Lindsay McIntyre

Filmmaker

An excerpt from an article in VUE Weekly on Lindsay: FAVA Profile: Lindsay McIntyre (July 13, 2011):

It was an errantly placed pile of film, long forgotten by some unknown person, left basking in the open climate of a sidewalk, that inadvertently kicked off Lindsay McIntyre’s fascination and eventual entanglement in the world of experimental film. It was 1998 or ’99 when she found the coiled strands of film, a BFA degree in drawing and painting already to her name, she had the idea to put her find to some sort of artistic use.

“I decided to try and do some things with it, and that actually got me hooked,” she explains, a decade and 18 short films later. “[I] started making loops of things, then I got a projector, and I started making little loops of film that were like six to 10 seconds long, and figuring out what I could do with them.”

What McIntyre did do, both with that initial film and beyond runs the length of an unrestrained vein of creative edge; visually, her experimental film work is immediately reminscent of Guy Maddin with expressive blasts of textured (usually) black and white, though its lesser reliance on structure and traditional narrative offers a far less comparable and more individual perspective on the world around her.
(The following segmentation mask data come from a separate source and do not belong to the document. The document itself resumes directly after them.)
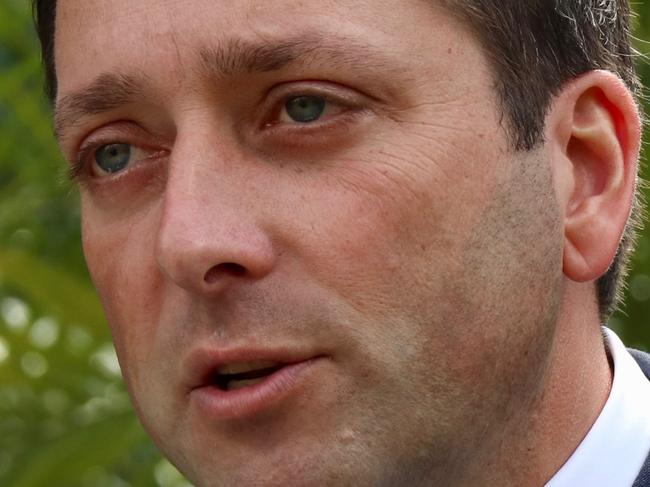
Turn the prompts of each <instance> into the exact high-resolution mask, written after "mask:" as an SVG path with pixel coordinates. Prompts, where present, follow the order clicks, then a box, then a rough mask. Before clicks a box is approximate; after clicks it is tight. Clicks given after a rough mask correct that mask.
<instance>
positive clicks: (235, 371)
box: [217, 360, 281, 382]
mask: <svg viewBox="0 0 650 487" xmlns="http://www.w3.org/2000/svg"><path fill="white" fill-rule="evenodd" d="M278 365H281V364H280V363H279V362H273V361H271V360H255V361H252V362H240V363H232V364H225V365H222V366H221V367H219V368H218V369H217V374H220V375H233V374H242V373H244V372H250V371H251V370H262V369H270V368H272V367H277V366H278ZM242 382H244V381H242Z"/></svg>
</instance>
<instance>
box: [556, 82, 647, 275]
mask: <svg viewBox="0 0 650 487" xmlns="http://www.w3.org/2000/svg"><path fill="white" fill-rule="evenodd" d="M548 121H549V122H550V123H551V124H554V126H555V131H550V132H549V133H550V134H551V137H552V138H553V140H552V143H553V145H554V147H555V151H554V152H553V164H554V165H555V166H556V167H555V168H554V169H555V170H554V174H555V175H556V178H558V179H561V180H560V181H556V187H557V188H558V193H559V194H558V199H559V201H560V203H561V205H562V208H561V210H562V212H563V217H564V256H563V257H564V259H563V265H564V274H565V275H566V276H567V277H568V278H569V279H571V280H574V281H578V282H587V281H593V280H596V279H598V278H599V277H600V276H602V275H603V274H604V273H605V272H606V271H607V269H608V268H609V266H610V264H611V263H612V261H613V259H614V256H615V255H616V250H617V248H618V245H619V243H620V240H621V236H622V234H623V231H624V229H625V225H626V223H627V220H628V218H629V215H630V210H631V207H632V201H633V197H634V192H635V188H636V179H637V160H638V155H639V139H640V120H639V114H638V110H637V107H636V104H635V102H634V99H633V97H632V95H631V94H630V92H629V90H628V89H627V88H626V87H625V85H624V84H623V82H622V81H621V80H620V79H619V78H618V77H616V76H615V75H613V74H611V73H608V72H604V71H593V72H590V73H587V74H585V75H583V76H582V77H580V78H578V79H577V80H575V81H574V82H572V83H571V84H570V85H568V86H567V87H566V88H565V89H564V90H563V91H562V93H561V94H560V95H559V96H558V97H557V98H556V99H555V100H554V103H553V108H552V110H551V114H550V115H549V118H548Z"/></svg>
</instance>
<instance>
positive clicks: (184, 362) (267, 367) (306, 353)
mask: <svg viewBox="0 0 650 487" xmlns="http://www.w3.org/2000/svg"><path fill="white" fill-rule="evenodd" d="M316 355H317V354H315V353H311V352H306V351H298V350H295V349H289V348H284V347H279V348H273V349H271V348H264V349H261V348H232V349H223V348H200V349H197V350H195V351H193V352H192V353H190V354H189V356H188V357H187V359H186V360H185V361H184V362H183V371H184V374H185V383H186V384H187V385H188V386H189V388H190V390H193V389H197V388H200V387H205V386H207V385H212V384H214V379H215V376H216V375H217V374H235V373H240V372H245V371H249V370H259V369H270V368H273V367H277V366H282V365H290V364H296V363H300V362H304V361H306V360H309V359H312V358H314V357H315V356H316Z"/></svg>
Her work exists mostly as 16mm films prints, and McIntyre does everything by hand: processing, negative cuts, hand prints. The results vary in style:from ” the almost Lynch-ian portrait of a canine companion in “a b movie” to “Ada” a visual portrait of her great grandmother that’s part of a larger, soul searching series on McIntyre’s maternal heritage.

Her dabblings in Film eventually led her to Montréal, where she pursued an MFA in Film Production at Concordia University, though, she notes, it offered more questions than direction for her film work. She finished in six years, with a thesis focused on portraiture, but found the program influenced her work less than the community of like-minded people she met.

where she stood in the first place. from lindsay mcintyre on Vimeo.

“What moving to Montréal and being part of an experimental film community did for me was, it brought me closer to like-minded individuals, it brought me closer to seeing real film work on film, which is something I had difficulty doing in Edmonton, there’s a really, really strong experimental film community in Montreal, which i’m still a part of. ”

McIntyre’s only been back in Edmonton for six months, remaining a long-distance member of a group called Double Negative from Mont. She notes that, apart from her, I might actually be the only other person besides her to watch all of her shorts; The films are, she notes, sometimes made more for the expression, the motions of physically creating them, than for any kind of showcase. Nowadays, most get shown only when she gets a request ( though that seems to happen with relative regularity; one of her shorts screened in Toronto just the other week).